My daily practice includes a stroll around Bodega Bay Head. It’s chuck full of wildlife. Birds are its most obvious residents and part-time guests. The ubiquitous bunnies and gophers feed many of them. Access to the harbor, bay and Pacific Ocean provides gluts of seafood for those so inclined. Great Blue Heron, Egrets and Ravens and Great Horned Owls are year-round residents, countless others drop in for a season or two annually.
This year, Life has blossomed here. A five-year drought broke last winter. A couple of extra feet of water were bestowed on our life-support system. Apparently, this tripped a baby-making trigger. Our resident raven couple had their first brood in six years. They had three beautiful babies, who have already grown into aerial acrobats. Their mom and dad take them on hunting excursions around the park and village several times a day.
Back in March, before Mom and Dad Raven had their eggs, Momma Raven broke a leg. It dangled crookedly below her belly when she flew. Her flights reflected her distress. They were short, business like, instead of her usual displays of aerial wizardry. Some of her feathers looked discombobulated. Back then, I didn’t know that she was about to brood. It looked like she was about to die. Then, I didn’t see her for about six weeks. I thought it likely that she had succumbed to her injuries.
For the next several weeks, her husband established a routine of what looked like compulsive hunting and flying to their nest among a group of Cypress trees. I now know that he was feeding her while she brooded. Later, he was feeding three chicks too. So much for my hypothesis that he was in the throes of a grief reaction.
I got my first glimpse of the babies and their mom a few weeks ago. Mom looked seriously haggard, but her flight seemed smoother as did her feathers. She looked like a woman who had just spent a couple of months trapped alone with three toddlers. My heart went out to her. She reciprocated by swooping over me, landing a couple of feet away and doing a little jig. When she had finished, she flew to the perch her husband was on and touched his beak with hers. The gesture was every bit as tender as any kiss I’ve shared.

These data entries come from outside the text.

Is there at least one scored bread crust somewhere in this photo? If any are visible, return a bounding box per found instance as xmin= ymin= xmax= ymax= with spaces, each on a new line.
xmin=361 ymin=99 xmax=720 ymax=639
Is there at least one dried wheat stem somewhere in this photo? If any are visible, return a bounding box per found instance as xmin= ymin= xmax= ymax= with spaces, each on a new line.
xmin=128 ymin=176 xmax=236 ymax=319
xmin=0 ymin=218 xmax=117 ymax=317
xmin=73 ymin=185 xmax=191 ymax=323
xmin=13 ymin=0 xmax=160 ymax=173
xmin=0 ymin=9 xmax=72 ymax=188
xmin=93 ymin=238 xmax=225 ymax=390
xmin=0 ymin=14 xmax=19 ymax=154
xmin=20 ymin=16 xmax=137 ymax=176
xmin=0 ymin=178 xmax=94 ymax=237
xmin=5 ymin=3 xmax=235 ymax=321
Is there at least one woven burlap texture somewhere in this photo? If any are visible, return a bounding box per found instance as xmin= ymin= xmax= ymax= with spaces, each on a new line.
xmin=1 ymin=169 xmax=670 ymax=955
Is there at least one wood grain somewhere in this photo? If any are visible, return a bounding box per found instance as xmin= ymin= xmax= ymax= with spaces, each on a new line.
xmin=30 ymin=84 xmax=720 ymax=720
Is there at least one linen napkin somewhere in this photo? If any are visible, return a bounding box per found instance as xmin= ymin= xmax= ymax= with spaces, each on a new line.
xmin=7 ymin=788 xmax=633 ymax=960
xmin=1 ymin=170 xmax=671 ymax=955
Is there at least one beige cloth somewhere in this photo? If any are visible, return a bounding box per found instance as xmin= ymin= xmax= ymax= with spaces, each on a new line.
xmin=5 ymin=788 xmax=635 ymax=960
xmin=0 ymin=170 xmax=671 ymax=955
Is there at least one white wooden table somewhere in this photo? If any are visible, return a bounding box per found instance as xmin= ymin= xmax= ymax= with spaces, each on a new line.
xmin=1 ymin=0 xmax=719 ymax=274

Since then, I’ve been bringing a bag of peanuts along on my morning walks. Now, their kids usually spot my car and accompany me part of the way between my home and theirs. I don’t have words for how good this feels. The only equivalent high I’ve experienced is having a band of horses race across their pasture to greet me. If there’s a better feeling available on this plane, I haven’t experienced it.
It transcends true love! It beats that moment when you finally understand a concept that you’ve struggled with for years, or perfect a recipe, or reconnect with a long-lost friend. It’s truly the bee’s knees. Why? I think this feels so good because we humans need it so much.
We’ve designed our world to minimize contact with real life based on our fears. In so doing, we’ve lost far more than we’ve gained. In this moment of geo-political crises, what we humans need most is to reconnect with real Life. I offer you a bit of mine in the hope that it’ll inspire you to share a bit of yours.